My dear girl, we didn't have enough time just the one week I rode you as a camper and another when I was staff. Not long at all but long enough to fall in love with you. With your trot, so bouncy even your habit of falling asleep if you stood still for too long, you couldn't help it. I loved seeing campers faces when I informed them of your little quirk and assured them all they need do if you nodded of was give the reigns a gentle tug and talk to you. 
Girly I wish you'd stayed longer but it wa just your time. I'm glad wasn't there when you went I wouldnt have been able to function. I'd have sat in the tack room and cried all weekend. There's just one thing wrong with that baby and that is I never got to say "goodbye" so I'll say it now. 
Goodbye dear friend, you were a good horse and many a camper and staff loved you. I'll miss your personality and your beautiful dapple gray coat and begging you to come to gate for pets on my off blocks.your stall may have been filled but your place in my heart wasn't. Goodbye Freckles, we all miss and love you.


----------



## gunslinger (Sep 17, 2011)

Sorry you lost Freckles......but Freckles memory lives on in you.

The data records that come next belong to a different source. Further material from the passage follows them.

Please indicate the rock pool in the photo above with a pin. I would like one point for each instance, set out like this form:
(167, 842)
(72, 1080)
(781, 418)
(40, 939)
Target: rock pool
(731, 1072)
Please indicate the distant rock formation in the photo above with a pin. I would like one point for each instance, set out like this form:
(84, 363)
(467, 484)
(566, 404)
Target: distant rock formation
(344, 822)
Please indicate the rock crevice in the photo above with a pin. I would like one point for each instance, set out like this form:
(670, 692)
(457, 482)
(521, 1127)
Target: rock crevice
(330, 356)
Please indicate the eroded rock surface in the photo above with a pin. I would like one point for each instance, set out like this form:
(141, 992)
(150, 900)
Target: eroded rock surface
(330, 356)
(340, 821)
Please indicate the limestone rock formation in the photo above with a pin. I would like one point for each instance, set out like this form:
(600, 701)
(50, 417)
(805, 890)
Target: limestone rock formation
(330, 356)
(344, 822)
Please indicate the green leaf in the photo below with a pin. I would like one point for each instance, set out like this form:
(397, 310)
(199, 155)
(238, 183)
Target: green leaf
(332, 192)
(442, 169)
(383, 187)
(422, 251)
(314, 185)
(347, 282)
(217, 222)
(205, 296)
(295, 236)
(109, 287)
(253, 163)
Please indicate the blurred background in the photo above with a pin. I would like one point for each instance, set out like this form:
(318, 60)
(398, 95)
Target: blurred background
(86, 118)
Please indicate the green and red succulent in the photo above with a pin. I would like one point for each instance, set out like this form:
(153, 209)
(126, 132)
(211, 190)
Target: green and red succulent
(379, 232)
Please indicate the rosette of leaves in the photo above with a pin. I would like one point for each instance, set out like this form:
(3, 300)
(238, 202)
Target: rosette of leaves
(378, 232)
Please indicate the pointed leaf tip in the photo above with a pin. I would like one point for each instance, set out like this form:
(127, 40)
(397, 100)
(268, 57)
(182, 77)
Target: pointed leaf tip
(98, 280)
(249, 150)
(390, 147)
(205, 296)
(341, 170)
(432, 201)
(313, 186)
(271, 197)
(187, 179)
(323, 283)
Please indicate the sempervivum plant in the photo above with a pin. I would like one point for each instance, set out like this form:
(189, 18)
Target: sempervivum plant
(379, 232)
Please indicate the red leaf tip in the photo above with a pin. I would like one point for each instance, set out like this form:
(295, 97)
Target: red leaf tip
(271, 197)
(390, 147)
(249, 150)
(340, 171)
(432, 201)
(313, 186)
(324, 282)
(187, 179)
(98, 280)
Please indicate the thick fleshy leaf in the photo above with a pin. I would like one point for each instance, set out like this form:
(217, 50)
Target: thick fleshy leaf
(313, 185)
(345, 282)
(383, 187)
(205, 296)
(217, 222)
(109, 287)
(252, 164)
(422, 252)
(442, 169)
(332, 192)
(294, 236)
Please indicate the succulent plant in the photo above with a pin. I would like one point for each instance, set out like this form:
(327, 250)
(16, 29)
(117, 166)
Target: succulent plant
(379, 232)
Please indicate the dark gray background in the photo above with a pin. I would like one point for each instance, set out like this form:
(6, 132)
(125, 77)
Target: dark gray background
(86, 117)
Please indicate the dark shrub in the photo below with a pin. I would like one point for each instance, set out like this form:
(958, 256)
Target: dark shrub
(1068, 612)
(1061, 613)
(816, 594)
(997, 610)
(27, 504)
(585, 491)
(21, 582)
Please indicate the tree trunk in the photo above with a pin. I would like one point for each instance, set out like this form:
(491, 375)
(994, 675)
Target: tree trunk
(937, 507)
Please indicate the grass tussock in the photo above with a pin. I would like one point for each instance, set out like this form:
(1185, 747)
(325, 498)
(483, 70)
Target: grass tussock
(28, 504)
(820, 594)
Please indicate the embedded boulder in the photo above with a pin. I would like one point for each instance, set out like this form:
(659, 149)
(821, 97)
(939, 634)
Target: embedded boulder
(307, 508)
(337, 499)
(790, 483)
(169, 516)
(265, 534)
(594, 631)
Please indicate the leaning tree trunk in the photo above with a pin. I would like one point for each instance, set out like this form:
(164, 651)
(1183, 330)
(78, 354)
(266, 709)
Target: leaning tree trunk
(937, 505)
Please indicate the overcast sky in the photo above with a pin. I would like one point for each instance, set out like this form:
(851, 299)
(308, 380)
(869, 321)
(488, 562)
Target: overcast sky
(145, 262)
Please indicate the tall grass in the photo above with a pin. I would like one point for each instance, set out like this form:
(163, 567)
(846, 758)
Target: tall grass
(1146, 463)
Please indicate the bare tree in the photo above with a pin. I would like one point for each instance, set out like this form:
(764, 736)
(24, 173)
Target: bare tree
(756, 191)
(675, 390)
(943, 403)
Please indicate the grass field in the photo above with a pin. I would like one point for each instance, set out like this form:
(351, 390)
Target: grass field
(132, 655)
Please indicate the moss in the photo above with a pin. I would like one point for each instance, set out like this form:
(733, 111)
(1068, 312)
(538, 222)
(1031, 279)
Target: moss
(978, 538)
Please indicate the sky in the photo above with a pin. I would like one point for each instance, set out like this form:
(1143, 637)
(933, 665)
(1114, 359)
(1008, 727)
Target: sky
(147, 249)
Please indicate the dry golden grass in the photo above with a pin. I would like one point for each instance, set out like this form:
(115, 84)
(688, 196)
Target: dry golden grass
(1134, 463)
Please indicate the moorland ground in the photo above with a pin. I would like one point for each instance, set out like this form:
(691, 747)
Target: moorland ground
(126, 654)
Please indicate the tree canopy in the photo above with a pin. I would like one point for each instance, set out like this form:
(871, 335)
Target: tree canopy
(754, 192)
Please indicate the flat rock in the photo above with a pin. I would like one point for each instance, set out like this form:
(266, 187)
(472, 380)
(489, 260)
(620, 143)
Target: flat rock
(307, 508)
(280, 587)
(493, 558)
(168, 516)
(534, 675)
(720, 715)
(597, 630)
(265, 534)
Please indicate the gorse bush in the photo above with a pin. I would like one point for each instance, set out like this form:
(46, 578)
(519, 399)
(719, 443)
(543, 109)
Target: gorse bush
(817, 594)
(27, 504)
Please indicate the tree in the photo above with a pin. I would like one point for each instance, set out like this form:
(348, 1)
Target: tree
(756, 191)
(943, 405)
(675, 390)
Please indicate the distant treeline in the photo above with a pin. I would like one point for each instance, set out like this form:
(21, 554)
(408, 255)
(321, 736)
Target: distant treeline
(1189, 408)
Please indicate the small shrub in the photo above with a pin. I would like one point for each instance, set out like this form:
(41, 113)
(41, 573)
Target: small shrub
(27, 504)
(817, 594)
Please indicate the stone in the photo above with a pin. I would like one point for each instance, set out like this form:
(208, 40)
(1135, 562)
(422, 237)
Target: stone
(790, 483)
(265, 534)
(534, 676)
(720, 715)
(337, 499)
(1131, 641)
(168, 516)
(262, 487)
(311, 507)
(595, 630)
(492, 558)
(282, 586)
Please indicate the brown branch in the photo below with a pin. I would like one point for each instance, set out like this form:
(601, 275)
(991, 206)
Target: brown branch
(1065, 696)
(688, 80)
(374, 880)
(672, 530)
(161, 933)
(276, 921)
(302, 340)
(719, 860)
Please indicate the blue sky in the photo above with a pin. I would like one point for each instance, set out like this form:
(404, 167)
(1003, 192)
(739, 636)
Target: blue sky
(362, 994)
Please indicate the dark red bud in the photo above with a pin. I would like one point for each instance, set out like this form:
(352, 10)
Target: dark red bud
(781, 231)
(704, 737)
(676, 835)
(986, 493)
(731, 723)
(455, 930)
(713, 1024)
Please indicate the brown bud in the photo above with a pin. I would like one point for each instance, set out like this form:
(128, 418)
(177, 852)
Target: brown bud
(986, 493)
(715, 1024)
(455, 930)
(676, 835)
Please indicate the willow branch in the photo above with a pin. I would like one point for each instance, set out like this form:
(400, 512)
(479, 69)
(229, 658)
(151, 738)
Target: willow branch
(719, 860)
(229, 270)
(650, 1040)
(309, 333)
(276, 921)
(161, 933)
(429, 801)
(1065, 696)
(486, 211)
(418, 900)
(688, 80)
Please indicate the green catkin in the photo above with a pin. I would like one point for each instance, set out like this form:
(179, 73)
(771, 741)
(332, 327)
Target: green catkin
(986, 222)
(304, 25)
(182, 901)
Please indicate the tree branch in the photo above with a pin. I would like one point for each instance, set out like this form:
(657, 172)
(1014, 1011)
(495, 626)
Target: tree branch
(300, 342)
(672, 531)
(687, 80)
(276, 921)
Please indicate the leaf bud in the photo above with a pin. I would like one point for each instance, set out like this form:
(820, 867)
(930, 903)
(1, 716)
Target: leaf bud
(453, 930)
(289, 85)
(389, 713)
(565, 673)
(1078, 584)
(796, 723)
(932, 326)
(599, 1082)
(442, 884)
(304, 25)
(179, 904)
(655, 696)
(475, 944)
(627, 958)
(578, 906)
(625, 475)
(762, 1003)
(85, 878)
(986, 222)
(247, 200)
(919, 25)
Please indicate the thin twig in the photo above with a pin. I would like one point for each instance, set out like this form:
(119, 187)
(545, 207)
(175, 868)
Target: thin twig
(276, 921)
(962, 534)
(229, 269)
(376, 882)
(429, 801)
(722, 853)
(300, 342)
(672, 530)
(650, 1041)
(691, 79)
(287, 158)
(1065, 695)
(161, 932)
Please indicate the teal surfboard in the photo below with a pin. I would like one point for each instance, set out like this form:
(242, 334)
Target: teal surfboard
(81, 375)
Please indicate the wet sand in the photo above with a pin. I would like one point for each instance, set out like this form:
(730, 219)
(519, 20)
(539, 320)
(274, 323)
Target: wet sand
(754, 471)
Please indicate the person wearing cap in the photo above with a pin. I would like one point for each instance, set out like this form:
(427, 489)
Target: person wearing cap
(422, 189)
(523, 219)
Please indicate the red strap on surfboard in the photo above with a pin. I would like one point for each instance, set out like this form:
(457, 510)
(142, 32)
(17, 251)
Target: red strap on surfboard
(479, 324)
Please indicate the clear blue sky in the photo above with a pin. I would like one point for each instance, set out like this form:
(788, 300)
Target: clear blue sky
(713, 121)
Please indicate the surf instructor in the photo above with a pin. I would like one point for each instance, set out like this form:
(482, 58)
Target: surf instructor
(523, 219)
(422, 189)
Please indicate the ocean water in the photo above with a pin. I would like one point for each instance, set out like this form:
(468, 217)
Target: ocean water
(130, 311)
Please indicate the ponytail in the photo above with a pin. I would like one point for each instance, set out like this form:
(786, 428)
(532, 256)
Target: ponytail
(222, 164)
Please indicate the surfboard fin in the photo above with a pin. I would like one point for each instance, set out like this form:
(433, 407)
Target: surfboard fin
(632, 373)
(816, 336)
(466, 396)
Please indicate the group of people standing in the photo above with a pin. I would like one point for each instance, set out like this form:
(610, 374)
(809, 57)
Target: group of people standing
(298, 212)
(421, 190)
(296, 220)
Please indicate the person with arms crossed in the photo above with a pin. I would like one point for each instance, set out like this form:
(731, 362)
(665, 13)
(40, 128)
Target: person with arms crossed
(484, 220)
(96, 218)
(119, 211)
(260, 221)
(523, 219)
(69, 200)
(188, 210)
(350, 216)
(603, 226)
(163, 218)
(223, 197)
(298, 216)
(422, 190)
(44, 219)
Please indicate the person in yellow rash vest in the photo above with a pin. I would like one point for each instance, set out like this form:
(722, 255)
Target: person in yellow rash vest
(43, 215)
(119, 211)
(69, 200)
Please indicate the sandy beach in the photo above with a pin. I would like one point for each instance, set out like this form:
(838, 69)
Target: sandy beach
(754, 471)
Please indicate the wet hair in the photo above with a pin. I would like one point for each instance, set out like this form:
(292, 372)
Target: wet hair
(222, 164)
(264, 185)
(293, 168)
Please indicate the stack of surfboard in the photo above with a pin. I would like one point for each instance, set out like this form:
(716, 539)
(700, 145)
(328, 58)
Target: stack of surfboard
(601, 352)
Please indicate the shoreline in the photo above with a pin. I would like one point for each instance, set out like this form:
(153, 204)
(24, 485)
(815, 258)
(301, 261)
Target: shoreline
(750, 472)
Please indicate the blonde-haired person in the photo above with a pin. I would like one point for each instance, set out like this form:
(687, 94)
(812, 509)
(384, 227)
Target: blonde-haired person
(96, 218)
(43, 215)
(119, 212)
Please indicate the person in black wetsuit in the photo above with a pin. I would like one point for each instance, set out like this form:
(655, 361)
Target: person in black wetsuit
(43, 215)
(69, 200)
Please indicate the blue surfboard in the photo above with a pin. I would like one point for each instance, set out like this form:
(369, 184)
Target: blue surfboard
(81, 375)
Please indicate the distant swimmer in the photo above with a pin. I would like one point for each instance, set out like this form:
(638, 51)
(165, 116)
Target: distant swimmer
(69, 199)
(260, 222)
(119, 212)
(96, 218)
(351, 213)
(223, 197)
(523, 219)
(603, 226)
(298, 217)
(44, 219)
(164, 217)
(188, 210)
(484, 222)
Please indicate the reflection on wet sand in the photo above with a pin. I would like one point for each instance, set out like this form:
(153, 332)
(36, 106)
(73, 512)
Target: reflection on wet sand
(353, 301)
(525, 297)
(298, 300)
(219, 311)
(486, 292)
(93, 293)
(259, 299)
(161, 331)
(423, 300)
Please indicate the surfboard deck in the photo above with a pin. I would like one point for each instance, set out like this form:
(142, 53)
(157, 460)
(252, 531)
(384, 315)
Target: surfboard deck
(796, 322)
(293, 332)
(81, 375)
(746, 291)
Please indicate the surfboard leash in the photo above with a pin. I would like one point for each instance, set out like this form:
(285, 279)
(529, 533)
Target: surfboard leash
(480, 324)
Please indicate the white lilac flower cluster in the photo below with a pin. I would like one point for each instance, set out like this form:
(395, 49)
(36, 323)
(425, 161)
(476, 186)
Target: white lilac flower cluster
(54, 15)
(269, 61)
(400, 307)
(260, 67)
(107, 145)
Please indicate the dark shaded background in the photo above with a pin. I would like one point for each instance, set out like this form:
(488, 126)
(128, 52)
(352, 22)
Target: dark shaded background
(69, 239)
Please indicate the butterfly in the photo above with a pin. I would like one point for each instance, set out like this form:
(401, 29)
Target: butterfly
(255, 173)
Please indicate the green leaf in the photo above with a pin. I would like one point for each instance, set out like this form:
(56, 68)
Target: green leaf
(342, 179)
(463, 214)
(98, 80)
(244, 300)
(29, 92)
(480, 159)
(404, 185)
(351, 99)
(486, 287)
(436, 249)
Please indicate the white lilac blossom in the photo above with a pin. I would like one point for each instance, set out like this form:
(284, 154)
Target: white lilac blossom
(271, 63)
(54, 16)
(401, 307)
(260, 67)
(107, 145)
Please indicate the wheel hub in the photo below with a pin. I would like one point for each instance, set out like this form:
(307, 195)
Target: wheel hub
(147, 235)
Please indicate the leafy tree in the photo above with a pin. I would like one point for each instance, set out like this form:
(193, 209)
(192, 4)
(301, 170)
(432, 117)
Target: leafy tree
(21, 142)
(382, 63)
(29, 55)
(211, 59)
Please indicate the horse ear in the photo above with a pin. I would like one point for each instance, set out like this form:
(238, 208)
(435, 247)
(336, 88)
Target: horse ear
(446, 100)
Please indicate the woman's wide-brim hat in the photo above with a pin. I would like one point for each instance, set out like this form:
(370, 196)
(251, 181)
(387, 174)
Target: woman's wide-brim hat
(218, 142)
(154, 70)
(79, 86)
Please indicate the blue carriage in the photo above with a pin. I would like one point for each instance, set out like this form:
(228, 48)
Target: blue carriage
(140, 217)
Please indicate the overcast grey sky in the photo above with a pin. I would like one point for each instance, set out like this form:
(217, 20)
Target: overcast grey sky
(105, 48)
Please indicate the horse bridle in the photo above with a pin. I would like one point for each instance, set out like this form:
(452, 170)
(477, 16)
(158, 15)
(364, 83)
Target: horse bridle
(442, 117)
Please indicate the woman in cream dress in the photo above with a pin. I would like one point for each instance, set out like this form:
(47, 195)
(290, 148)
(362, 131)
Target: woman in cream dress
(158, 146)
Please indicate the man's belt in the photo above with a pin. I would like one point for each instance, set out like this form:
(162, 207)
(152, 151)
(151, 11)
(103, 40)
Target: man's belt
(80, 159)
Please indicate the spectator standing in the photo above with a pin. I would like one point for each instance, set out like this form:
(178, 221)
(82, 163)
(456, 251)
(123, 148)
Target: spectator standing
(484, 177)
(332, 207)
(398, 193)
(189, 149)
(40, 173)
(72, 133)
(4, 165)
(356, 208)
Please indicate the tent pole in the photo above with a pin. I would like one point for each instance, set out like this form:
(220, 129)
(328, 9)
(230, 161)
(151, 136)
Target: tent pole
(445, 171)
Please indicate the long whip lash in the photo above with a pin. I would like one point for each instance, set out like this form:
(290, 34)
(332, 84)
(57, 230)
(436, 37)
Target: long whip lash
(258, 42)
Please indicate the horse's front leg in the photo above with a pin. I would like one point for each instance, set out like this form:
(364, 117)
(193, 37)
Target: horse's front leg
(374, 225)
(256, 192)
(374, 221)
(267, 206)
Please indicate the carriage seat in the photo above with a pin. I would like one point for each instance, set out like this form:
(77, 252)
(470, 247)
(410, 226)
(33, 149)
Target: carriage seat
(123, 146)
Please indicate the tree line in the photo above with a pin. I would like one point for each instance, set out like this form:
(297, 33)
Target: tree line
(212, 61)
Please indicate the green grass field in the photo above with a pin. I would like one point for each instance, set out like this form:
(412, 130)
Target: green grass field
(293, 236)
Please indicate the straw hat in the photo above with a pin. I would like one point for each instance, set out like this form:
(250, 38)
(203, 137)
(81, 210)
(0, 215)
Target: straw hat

That doesn't make it hurt any less, but knowing he was loved and is missed means he found a place in your heart, and nothing can be more special than to be loved by someone.


----------



## HorseLovinLady (Jul 18, 2011)

So sorry to hear about Freckles. :-(


----------



## Samstead (Dec 13, 2011)

thanks for the condolences (sp?) I'm sure if she could see this she'd nicker her thanks to. I think the worst part is she SHOULD have had a few years left...I hate colic...


----------



## Samstead (Dec 13, 2011)




----------



## gunslinger (Sep 17, 2011)

Samstead said:


> thanks for the condolences (sp?) I'm sure if she could see this she'd nicker her thanks to. I think the worst part is she SHOULD have had a few years left...I hate colic...


Thus the advice to live everyday like it was the last.

Love with all your heart.

Be thankful for the pleasure life brings.

Freckles was one of your pleasures in life, that's why it hurts so bad. In the end, it's always worth it.

Gains and losses have a habit of equaling out in the end.


----------